Star Rating:

Devil's Knot

Director: Atom Egoyan

Actors: Colin Firth, Dane DeHaan

Release Date: Monday 30th November -0001

Genre(s): Drama

Running time: 114 minutes

The true story of the West Memphis Three has already been pretty well covered by cinema, with superb documentaries like Paradise Lost and West Of Memphis covering the subject as well as humanly possible. For someone to take on a dramatized take of events, they’d want to be bringing something pretty special to the table. Unfortunately, all that director Atom Egoyan brings is an overqualified cast who are left bobbing around looking for something to do.

Pam (Reese Witherspoon) and Terry (Alessandro Nivola) Hobbs are the parents of one of three boys who go missing, but are soon found murdered at the bottom of a nearby river. It’s not long before the finger is being pointed at local goths, believed to be devil worshippers, with the state rounding them up and looking for the death penalty. Anti-capital punishment investigator Ron Lax (Colin Firth) decides to join their defence team, and before too long begins to pull apart the prosecutor’s poorly built case against them, but with the local townsfolk already assigning blame, their possible innocence might not be enough for them to be found not guilty.

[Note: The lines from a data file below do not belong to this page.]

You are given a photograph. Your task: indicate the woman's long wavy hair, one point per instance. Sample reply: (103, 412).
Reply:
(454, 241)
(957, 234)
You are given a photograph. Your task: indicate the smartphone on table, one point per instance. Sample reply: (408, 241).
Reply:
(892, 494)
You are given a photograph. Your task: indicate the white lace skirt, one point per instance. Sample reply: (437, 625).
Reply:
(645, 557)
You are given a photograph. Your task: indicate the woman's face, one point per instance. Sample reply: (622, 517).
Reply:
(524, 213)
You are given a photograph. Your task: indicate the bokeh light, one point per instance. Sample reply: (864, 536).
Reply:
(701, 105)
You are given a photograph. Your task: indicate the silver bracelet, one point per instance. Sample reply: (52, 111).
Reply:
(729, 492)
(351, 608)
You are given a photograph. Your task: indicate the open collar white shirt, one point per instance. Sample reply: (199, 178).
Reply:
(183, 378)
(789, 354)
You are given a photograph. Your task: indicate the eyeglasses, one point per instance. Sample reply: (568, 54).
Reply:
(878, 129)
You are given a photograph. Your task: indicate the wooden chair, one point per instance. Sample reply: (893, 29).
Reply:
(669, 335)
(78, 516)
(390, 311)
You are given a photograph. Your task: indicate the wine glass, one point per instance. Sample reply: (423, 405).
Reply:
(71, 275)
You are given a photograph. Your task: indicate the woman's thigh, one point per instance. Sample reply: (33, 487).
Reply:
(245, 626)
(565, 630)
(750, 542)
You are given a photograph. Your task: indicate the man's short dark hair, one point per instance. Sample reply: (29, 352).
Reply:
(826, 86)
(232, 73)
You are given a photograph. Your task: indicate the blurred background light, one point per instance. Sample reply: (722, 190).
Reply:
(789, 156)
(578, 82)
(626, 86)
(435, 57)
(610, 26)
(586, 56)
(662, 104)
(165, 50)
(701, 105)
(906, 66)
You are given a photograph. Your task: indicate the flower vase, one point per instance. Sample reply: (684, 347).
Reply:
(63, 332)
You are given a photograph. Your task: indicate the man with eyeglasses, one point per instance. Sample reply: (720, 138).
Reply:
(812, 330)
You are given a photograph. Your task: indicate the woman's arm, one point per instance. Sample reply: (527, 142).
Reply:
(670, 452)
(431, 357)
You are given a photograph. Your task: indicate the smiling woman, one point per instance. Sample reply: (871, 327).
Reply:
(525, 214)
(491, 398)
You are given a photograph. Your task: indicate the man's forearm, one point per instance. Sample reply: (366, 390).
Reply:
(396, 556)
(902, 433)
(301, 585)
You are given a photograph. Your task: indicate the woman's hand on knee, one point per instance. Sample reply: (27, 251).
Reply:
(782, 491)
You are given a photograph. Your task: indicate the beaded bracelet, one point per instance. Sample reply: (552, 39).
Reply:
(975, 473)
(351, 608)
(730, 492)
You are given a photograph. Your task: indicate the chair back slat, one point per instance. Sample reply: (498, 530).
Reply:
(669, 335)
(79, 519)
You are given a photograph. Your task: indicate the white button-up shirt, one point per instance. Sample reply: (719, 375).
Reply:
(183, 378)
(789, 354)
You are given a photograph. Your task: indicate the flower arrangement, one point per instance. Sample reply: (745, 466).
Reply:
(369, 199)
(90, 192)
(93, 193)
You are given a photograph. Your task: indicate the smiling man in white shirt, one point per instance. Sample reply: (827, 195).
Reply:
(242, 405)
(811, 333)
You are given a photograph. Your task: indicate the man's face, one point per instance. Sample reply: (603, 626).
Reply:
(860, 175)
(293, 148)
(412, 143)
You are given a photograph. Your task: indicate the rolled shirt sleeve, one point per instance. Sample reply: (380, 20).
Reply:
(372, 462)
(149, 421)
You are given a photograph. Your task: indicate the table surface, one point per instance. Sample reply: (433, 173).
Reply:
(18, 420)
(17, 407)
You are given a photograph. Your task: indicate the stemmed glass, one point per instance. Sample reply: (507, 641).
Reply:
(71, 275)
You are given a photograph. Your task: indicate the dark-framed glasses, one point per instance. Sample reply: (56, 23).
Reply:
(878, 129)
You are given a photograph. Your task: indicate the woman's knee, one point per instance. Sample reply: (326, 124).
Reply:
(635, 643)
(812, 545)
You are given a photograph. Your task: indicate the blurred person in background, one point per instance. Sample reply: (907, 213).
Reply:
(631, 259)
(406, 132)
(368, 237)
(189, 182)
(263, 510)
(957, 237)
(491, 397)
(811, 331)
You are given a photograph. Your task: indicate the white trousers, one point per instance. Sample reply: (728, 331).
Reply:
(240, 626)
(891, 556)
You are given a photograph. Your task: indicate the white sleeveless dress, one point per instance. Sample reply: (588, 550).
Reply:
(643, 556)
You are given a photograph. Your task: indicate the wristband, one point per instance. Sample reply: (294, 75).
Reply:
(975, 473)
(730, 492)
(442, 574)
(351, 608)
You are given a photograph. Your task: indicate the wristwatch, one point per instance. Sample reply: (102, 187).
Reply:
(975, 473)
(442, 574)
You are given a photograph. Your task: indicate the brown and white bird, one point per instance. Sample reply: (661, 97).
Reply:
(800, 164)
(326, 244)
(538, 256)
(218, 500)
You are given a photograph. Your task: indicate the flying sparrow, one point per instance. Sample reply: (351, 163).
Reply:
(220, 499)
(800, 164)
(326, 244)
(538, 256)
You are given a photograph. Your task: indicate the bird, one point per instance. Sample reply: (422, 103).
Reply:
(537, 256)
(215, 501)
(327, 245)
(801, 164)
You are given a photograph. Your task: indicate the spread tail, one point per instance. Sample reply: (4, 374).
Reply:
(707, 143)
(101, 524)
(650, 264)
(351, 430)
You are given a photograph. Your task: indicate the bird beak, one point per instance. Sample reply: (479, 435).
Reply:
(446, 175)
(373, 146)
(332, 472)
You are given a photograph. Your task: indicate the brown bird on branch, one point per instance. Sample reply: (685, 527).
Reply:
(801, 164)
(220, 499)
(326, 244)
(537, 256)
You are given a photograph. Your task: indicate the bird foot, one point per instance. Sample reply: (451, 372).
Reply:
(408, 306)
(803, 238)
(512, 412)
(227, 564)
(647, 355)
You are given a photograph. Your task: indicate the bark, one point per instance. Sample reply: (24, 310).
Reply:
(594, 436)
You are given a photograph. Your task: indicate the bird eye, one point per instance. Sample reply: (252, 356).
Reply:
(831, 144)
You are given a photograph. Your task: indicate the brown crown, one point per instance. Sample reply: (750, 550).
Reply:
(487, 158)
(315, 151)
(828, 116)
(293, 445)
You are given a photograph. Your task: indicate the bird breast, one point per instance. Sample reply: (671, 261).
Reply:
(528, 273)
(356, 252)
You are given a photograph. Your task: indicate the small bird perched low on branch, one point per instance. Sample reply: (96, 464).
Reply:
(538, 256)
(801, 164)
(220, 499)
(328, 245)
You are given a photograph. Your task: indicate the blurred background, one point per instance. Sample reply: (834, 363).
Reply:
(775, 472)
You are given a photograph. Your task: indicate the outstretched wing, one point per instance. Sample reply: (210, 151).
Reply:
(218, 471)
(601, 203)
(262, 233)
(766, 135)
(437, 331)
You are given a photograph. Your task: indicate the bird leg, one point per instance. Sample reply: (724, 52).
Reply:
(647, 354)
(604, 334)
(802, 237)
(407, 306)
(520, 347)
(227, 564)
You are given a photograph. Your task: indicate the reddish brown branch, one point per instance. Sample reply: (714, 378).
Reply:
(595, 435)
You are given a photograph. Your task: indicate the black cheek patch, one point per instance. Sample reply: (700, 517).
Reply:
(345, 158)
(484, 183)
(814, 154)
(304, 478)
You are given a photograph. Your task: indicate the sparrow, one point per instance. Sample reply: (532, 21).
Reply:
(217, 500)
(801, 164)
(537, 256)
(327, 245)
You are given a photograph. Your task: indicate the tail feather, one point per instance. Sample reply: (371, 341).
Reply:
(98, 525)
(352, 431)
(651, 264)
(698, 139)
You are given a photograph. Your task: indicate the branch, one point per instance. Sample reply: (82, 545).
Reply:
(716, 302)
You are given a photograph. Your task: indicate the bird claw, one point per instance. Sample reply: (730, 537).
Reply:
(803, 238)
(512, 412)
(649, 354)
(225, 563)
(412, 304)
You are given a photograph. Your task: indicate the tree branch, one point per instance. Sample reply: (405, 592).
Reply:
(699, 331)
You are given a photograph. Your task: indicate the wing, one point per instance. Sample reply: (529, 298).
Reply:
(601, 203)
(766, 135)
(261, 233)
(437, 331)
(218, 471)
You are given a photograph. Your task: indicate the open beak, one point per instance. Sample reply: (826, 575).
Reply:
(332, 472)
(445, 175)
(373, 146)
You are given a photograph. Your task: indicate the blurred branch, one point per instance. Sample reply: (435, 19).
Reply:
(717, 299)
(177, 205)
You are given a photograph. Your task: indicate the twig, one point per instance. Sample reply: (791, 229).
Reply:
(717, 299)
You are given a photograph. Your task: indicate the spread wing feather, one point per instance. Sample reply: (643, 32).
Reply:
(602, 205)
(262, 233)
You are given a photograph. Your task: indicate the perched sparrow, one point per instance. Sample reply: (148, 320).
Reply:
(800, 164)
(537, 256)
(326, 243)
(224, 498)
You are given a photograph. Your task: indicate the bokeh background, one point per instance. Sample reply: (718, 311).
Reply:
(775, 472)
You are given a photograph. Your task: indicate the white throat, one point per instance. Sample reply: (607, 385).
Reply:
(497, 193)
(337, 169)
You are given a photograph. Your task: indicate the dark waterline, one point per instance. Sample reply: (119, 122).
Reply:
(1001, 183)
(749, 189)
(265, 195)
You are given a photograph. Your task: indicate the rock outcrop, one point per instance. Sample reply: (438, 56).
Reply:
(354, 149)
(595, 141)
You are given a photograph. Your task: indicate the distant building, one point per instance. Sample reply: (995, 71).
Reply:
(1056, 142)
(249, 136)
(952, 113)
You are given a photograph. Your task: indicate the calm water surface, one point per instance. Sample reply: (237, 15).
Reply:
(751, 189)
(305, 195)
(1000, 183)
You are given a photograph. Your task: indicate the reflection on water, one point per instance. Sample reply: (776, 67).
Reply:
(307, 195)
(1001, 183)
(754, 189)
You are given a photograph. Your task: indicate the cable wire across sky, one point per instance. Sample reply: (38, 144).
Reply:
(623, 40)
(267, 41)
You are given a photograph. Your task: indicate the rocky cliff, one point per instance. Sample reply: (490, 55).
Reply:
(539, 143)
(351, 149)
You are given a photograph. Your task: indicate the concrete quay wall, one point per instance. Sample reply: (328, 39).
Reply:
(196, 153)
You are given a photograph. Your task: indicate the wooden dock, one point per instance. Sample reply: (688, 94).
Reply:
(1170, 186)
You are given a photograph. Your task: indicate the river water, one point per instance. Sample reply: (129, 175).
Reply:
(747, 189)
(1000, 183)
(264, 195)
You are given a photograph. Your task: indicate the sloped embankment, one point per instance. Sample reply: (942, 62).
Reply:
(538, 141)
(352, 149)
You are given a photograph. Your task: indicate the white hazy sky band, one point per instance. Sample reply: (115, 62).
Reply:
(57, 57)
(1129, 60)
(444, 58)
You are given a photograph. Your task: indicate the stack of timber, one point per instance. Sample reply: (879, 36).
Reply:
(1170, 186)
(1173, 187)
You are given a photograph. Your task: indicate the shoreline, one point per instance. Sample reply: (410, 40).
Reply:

Between Egoyan’s unsure direction and a screenplay co-written by Scott Derrickson, who is best known for horror films like Sinister and The Exorcism Of Emily Rose, it’s clear from the offset that Devil’s Knot has no idea what kind of film it wants to be. At some points it feels as if that it’s trying to ape David Fincher’s Zodiac, with precision camera-moves and focused moments on the deluge of evidence. Then it’s trying to be Oliver Stone’s JFK, alluding to a great conspiratorial cover-up and a complete miscarriage of justice. Finally, and most tastelessly of all, it tries to be a glossy John Grisham courthouse thriller, and considering the subject matter, that just doesn’t work. Then there’s the ending, which is akin to Titanic ended right as the iceberg hit, and details of sinking being told via voiceover.

Witherspoon and Firth do their best, and with an avalanche of well-known actors – Bruce Greenwood, Dane DeHaan, Kevin Durand, Elias Koteas, Amy Ryan and more – who are given shockingly little to do, the viability of this project is clear, with potential Oscar bait written all over it. Instead, we’re left with a hollow, pointless retelling of a painful story.